# Sparse Retrieval for Natural Questions RAG

This notebook demonstrates [PyTerrier](http://github.com/terrier-org/pyterrier) and [PyTerrier-RAG](https://github.com/terrierteam/pyterrier_rag). This notebook runs on Google Colab if you select a Runtime with a T4 GPU (these are free to use), and will take approx. 12 minutes to execute fully.

## Installation

Lets install what we need:
 - PyTerrier - core platform
 - PyTerrier_t5 - MonoT5 reranker
 - pyterrier_rag - Support for RAG datasets and answer generators (aka readers)

In [None]:
#%pip install -q --root-user-action=ignore python-terrier pyterrier_t5

In [None]:
#%pip install -q  --root-user-action=ignore pyterrier-rag

In [13]:
import pyterrier as pt
pt.utils.set_tqdm('notebook')
import pyterrier_rag

## Retrievers

Lets load a sparse index of Wikipedia. Conveniently, we've stored this as a [Huggingface dataset](https://huggingface.co/datasets/pyterrier/ragwiki-terrier). This is 12GB in size (it also contains the text of the documents) - downloading takes about 10 minutes on Google Colab.

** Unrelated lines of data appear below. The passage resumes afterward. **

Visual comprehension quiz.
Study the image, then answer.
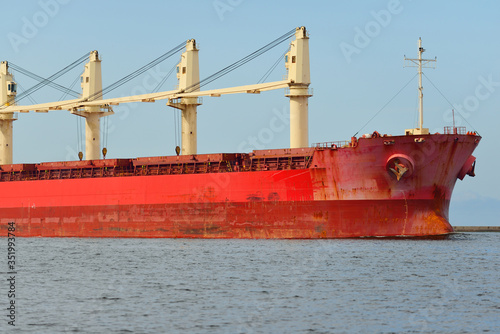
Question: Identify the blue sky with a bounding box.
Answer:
[0,0,500,225]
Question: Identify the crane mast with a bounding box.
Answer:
[0,61,17,165]
[0,27,312,160]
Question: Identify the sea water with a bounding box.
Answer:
[0,233,500,333]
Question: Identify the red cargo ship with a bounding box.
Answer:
[0,28,481,238]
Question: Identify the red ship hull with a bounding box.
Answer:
[0,134,480,238]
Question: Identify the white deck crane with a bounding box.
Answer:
[0,61,17,165]
[71,51,113,160]
[0,27,312,159]
[167,39,201,155]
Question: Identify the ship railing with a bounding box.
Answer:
[444,126,467,135]
[313,140,351,149]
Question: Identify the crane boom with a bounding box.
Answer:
[0,80,289,113]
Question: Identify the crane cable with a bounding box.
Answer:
[0,54,88,107]
[87,42,185,101]
[184,29,295,93]
[9,63,80,97]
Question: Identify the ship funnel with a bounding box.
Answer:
[285,27,312,148]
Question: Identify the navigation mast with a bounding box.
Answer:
[404,37,437,135]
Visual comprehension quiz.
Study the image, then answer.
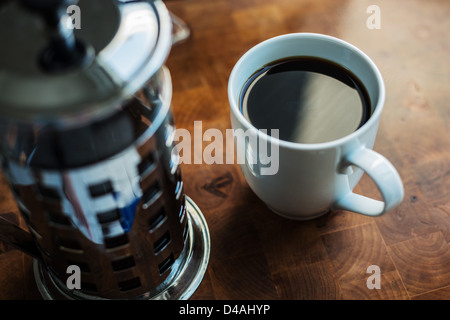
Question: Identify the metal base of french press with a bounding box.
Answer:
[33,196,211,300]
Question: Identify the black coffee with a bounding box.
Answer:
[240,57,372,143]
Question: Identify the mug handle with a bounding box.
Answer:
[333,147,404,216]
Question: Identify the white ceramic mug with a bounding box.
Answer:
[228,33,404,220]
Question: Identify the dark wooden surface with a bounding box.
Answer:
[0,0,450,299]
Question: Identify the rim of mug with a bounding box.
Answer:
[228,32,386,150]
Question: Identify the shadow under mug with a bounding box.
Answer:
[228,33,404,220]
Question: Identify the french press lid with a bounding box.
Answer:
[0,0,172,124]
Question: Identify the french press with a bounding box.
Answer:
[0,0,210,299]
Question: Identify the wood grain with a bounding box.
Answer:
[0,0,450,300]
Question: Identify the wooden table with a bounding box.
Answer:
[0,0,450,299]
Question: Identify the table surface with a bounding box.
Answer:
[0,0,450,299]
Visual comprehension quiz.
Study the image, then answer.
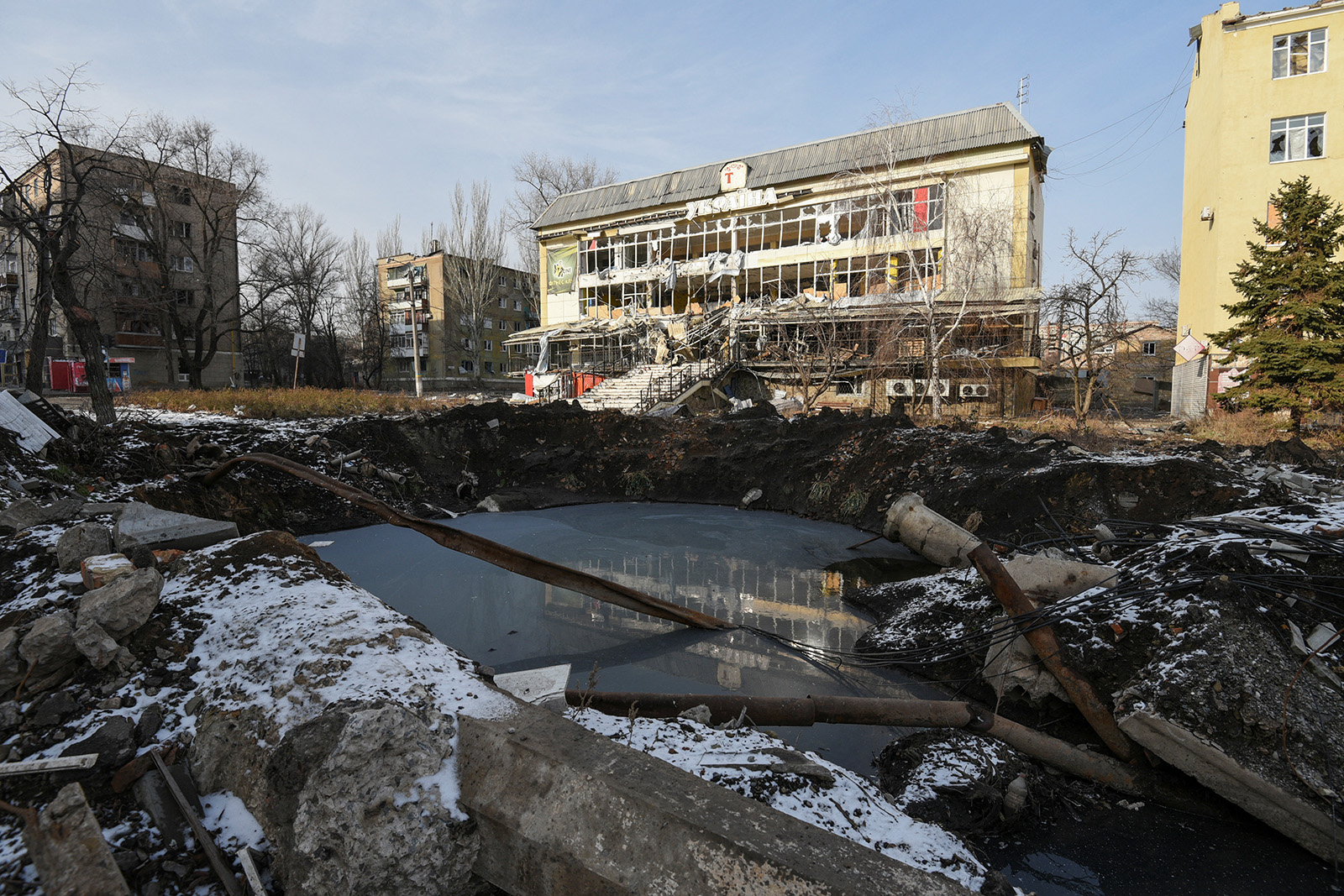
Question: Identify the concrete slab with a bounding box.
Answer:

We'll use that index to get a BM25 retriever (you can see how this was created at https://huggingface.co/datasets/pyterrier/ragwiki-terrier#reproduction). 

Terrier doesnt like question marks in queries, so we'll strip these and restore them after.

Finally, lets make a monoT5 reranker, which we will use to rerank BM25.


In [14]:
from pyterrier_t5 import MonoT5ReRanker

sparse_index = pt.Artifact.from_hf('pyterrier/ragwiki-terrier')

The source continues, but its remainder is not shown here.